The band’s hardcore scrawl frequently conjures images of these urine-and-garbage strewn avenues, Spielman hurling epithets atop a tangled mass of drums and slash-and-burn guitars so ferocious and intimidating listeners might be tempted to hand over their wallets and beat a hasty retreat to safety.
In the past, Trash Talk’s songs were more outward looking, with Spielman screaming about police brutality, classism and the frustrations brought on living among a populace all too happy to pretend those scraping by on the fringes don’t exist. These issues still surface from time-to-time on the band’s latest, No Peace — “I won’t look the other way for anyone but me,” Spielman howls on “The Hole,” channeling the nondescript businessmen that brush aside others on the daily — but there’s a more introspective bent to much of the album, with the frontman shifting his gaze inward and finding the landscape equally ravaged.

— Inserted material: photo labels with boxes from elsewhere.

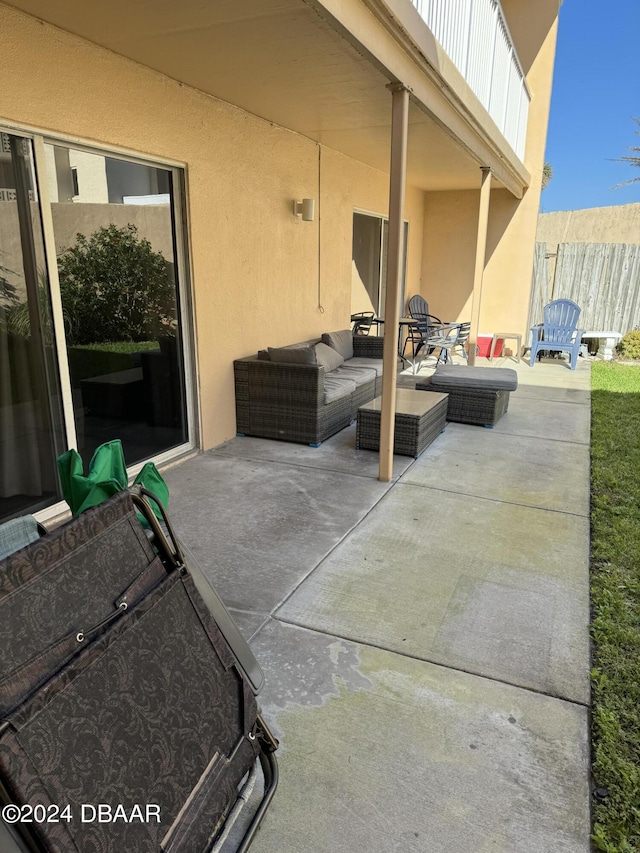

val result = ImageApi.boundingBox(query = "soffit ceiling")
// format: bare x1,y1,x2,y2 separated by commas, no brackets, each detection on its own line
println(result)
5,0,490,190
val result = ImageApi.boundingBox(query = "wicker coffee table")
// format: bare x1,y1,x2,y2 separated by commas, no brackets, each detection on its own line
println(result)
356,388,448,459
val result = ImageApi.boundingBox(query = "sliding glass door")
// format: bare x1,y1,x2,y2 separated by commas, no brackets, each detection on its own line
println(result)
0,133,65,518
351,213,409,318
0,134,190,521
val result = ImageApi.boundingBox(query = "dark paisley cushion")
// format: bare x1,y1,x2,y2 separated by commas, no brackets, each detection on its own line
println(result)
0,492,162,696
0,573,258,853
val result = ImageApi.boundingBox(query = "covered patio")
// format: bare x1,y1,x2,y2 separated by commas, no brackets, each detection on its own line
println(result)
166,359,590,853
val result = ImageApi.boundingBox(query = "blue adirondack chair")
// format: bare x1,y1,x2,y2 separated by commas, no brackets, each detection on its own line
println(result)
531,299,584,370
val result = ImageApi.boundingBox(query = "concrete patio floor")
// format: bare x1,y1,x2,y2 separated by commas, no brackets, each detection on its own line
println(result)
165,359,590,853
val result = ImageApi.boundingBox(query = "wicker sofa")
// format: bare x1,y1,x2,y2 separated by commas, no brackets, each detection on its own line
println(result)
233,329,383,447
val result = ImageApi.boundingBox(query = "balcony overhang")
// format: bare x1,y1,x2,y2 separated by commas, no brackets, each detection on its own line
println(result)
5,0,529,197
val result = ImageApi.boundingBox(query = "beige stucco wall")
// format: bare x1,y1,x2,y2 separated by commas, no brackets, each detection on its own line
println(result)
537,203,640,245
422,0,558,342
0,6,430,448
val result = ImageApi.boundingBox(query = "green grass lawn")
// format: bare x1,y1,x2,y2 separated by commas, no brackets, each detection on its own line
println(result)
591,362,640,853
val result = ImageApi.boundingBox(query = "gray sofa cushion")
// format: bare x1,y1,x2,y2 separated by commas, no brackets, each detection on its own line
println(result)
330,359,376,386
314,343,344,373
269,346,318,364
322,329,353,361
324,373,356,403
431,365,518,391
344,358,382,376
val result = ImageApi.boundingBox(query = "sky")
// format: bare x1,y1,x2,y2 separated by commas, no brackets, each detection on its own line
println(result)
541,0,640,213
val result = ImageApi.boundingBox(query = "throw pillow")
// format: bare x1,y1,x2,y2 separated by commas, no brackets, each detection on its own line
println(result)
322,329,353,361
269,347,317,364
315,343,344,373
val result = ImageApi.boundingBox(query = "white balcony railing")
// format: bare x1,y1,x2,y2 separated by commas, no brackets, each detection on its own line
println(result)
411,0,531,160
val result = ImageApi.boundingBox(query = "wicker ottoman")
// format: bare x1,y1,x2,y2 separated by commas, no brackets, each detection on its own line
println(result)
416,365,518,429
356,388,447,459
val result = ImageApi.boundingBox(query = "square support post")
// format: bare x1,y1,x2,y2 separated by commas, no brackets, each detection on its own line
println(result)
467,166,491,366
378,83,409,483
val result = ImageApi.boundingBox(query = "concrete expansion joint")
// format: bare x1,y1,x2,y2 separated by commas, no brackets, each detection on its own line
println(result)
272,616,591,710
400,482,589,518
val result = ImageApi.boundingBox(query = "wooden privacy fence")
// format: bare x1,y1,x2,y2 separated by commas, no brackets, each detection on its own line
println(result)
529,243,640,335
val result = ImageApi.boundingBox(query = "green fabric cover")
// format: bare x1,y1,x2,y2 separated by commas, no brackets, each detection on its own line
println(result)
58,438,169,526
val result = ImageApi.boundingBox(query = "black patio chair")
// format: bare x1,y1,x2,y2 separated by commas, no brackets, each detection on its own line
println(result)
351,311,375,335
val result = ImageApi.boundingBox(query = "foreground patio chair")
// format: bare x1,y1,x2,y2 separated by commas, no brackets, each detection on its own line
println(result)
530,299,584,370
0,487,278,853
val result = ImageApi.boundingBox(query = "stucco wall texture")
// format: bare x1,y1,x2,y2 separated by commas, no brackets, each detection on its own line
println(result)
0,0,557,449
0,6,423,448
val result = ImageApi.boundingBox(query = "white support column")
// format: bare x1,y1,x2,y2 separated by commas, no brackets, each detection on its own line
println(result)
467,166,491,366
378,83,409,483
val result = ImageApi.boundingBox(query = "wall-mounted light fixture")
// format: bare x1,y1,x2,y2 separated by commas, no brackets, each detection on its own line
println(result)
293,198,316,222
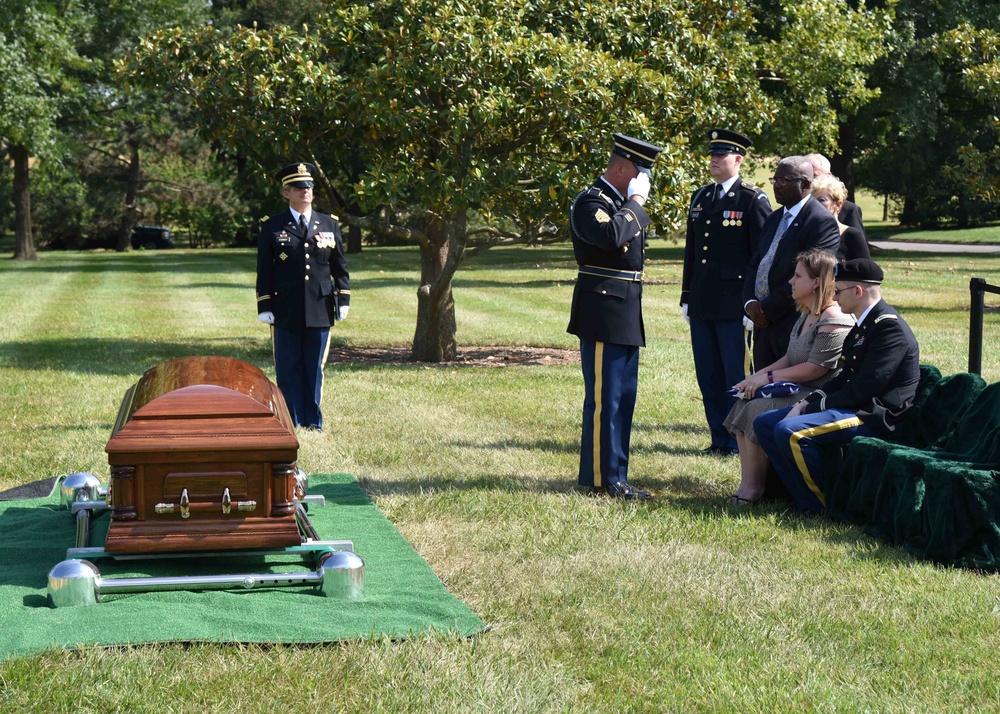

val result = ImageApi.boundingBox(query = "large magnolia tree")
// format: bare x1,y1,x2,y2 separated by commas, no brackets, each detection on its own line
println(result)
127,0,892,361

“I’ve made my mistakes,” he growls on “Jigsaw.” “I did my time!”
Part of this change could be attributed to a 2013 move, when the band relocated from a rehearsal/living space on the edge of a rougher neighborhood to an industrial loft in the comparatively calm Warehouse District, a ’hood few venture outside normal business hours and a setting that left more time for contemplation.

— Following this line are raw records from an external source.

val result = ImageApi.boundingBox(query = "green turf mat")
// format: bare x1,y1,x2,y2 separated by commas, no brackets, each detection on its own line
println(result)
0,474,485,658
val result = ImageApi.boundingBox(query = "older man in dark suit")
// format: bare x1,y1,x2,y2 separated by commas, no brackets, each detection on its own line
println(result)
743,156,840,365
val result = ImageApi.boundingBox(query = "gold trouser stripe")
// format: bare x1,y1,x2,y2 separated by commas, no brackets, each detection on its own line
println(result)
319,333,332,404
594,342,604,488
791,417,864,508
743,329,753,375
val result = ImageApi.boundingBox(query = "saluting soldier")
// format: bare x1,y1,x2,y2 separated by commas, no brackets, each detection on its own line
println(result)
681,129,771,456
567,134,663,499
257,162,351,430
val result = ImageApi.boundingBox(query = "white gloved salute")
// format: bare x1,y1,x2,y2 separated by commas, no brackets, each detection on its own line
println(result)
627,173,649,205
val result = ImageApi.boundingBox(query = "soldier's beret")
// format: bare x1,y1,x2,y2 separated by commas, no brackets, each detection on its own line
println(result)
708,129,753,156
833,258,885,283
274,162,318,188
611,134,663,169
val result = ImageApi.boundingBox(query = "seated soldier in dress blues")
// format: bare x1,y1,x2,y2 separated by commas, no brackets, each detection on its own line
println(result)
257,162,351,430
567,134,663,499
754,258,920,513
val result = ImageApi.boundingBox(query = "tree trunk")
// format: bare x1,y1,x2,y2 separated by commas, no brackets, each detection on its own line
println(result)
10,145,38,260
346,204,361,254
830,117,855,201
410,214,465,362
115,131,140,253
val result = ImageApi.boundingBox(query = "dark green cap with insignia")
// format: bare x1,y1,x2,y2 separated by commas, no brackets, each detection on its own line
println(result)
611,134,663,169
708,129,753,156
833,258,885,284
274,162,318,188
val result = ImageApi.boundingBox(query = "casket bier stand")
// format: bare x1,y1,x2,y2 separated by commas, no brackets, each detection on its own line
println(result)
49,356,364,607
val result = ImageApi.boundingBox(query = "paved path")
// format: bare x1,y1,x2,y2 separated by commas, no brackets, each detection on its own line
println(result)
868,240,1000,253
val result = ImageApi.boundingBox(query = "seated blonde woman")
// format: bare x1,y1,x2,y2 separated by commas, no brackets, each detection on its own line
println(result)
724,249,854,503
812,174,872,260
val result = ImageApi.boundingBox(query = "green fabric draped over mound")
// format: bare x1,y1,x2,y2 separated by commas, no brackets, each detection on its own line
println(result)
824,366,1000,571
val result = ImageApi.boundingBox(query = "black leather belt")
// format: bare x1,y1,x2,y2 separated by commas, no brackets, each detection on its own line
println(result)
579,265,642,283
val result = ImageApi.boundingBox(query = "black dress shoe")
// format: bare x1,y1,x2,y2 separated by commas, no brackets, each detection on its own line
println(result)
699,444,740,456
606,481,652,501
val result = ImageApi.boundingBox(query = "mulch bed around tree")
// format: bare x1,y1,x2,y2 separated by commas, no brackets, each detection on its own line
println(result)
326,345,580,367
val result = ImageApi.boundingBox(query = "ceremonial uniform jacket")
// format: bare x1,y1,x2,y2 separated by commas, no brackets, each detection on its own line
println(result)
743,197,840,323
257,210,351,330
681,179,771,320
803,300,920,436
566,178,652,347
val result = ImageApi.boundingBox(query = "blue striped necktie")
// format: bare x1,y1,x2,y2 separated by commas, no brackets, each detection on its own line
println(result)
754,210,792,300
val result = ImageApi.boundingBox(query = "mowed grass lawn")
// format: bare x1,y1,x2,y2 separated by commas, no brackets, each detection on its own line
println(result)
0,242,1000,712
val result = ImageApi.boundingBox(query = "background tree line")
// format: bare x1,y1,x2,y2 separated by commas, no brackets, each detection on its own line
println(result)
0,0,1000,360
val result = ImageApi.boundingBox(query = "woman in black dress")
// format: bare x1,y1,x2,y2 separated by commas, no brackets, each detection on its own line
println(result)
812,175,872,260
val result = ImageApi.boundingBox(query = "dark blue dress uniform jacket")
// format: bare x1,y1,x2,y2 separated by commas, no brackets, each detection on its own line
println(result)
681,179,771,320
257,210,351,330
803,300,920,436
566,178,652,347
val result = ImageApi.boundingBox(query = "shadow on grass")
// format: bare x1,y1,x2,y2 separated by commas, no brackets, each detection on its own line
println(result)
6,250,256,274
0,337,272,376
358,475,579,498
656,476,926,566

“From 6 a.m. to 6 p.m. there’s a million people working and running down the streets with boxes, and after 6 p.m. it’s deserted,” said Spielman, 26, who was born in Sacramento and raised by a social worker mother and a biker/musician father. “There aren’t any crack heads or gang bangers, and no one is asking you for money, because there’s no one there.”
While Trash Talk might have attained some degree of stability at home, life on the road remains as chaotic as ever. For this tour, the band is playing free, all-ages shows, announcing the venue via its Facebook site only a day or two before hitting town.

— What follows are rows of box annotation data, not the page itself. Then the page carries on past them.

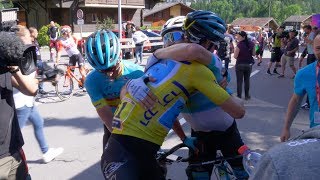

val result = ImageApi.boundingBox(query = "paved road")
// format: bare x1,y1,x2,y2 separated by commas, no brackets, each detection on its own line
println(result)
23,47,308,180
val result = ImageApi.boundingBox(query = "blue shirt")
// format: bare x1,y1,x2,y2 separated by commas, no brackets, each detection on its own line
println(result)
294,61,320,127
307,32,315,54
84,61,144,112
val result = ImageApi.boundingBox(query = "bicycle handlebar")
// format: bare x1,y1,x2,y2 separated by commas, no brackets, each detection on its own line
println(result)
156,143,192,162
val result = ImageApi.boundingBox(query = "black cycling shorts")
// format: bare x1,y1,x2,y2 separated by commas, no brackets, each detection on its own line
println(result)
270,47,282,62
101,134,164,180
188,121,244,176
69,54,84,67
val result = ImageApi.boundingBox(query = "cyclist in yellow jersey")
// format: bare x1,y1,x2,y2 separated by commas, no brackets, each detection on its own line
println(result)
101,10,245,180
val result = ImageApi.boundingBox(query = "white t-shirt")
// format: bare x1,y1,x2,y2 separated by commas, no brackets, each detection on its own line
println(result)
132,31,148,44
13,72,36,109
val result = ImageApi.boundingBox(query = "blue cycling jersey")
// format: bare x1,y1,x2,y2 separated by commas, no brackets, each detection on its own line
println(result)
85,61,144,112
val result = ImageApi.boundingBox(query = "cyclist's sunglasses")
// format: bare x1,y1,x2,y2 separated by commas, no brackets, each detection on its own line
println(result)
99,62,119,73
163,31,184,44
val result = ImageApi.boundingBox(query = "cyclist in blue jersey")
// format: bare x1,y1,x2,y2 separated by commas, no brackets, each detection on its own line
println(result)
131,11,248,179
85,30,155,148
101,10,245,180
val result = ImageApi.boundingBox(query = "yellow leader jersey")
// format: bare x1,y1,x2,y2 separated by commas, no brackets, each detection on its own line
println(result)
112,60,230,145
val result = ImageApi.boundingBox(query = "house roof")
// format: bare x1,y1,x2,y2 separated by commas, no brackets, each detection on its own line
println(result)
284,15,311,22
231,17,279,27
143,2,194,18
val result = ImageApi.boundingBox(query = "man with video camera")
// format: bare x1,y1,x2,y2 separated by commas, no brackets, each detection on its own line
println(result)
0,27,62,179
0,29,37,179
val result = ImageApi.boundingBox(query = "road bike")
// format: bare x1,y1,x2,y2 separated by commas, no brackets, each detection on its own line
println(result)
54,63,92,101
156,143,242,180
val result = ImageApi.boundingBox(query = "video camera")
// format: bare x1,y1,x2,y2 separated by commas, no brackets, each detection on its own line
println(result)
0,8,60,79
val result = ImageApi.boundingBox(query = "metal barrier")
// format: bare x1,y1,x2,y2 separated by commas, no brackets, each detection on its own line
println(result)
120,37,163,49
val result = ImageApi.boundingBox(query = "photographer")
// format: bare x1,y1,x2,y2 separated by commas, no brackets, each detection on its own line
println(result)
12,25,63,163
267,26,284,75
0,32,33,179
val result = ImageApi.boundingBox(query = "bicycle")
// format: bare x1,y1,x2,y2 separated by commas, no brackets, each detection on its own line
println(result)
156,143,242,180
54,63,91,101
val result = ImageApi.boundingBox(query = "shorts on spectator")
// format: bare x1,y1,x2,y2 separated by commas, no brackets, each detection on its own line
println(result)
270,47,282,62
281,55,294,66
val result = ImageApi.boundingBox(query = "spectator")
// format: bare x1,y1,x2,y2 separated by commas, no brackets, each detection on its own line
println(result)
47,21,59,61
300,25,316,109
132,26,148,64
254,126,320,180
234,31,255,100
12,25,63,163
278,29,299,79
280,32,320,142
29,27,47,94
256,30,265,66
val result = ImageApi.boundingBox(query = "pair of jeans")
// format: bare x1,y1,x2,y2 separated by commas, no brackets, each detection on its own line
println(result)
0,150,31,180
135,45,143,63
17,106,49,153
37,60,44,90
236,64,252,98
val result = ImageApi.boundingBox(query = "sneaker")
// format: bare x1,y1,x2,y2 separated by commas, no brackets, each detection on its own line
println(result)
273,69,280,75
301,103,310,110
267,69,272,75
43,147,64,163
38,89,47,94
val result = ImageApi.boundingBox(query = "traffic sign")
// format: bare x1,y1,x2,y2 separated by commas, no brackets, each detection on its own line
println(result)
77,19,84,25
77,9,83,19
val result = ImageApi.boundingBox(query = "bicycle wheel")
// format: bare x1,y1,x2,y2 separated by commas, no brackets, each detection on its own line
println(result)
56,76,74,101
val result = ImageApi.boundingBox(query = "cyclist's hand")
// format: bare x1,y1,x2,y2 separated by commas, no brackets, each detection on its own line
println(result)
182,136,199,154
126,76,157,109
280,129,290,142
144,54,159,72
219,77,228,89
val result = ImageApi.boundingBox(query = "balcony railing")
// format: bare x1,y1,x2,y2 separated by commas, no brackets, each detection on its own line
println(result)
84,0,144,6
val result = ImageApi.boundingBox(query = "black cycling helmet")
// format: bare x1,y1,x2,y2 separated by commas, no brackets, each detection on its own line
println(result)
183,10,226,43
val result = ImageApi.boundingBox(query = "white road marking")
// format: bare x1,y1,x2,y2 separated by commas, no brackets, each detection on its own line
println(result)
250,70,260,77
168,118,186,135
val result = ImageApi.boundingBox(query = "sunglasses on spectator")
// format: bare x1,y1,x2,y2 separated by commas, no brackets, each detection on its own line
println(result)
163,31,184,44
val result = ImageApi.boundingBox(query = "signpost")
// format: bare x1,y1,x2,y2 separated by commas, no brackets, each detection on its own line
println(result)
77,9,84,39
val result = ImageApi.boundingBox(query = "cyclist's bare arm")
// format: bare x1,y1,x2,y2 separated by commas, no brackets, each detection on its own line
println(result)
172,119,187,141
154,43,212,65
96,105,113,132
280,93,303,142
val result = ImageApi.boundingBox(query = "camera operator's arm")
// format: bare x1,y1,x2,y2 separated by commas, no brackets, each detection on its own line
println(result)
9,66,39,96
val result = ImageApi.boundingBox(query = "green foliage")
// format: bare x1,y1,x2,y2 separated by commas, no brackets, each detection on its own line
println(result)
38,23,60,46
191,0,320,24
0,0,13,9
96,17,114,30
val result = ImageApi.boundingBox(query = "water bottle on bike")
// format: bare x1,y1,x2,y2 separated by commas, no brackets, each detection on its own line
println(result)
238,145,261,176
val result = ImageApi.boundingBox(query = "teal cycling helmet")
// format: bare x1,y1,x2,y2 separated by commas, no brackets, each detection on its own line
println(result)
183,10,226,43
85,30,121,70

“It’s fun, because we’re out here like, ‘I don’t know what to expect tonight,’” said Spielman, noting the tour is the crew’s attempt to recreate the tight-knit feel of the Sacramento punk community that incubated the musicians in their formative years. “Growing up it was important to have a place where you could feel at home … so it’s cool for those kids who can’t afford shows to just be able to vibe out and have a good time.”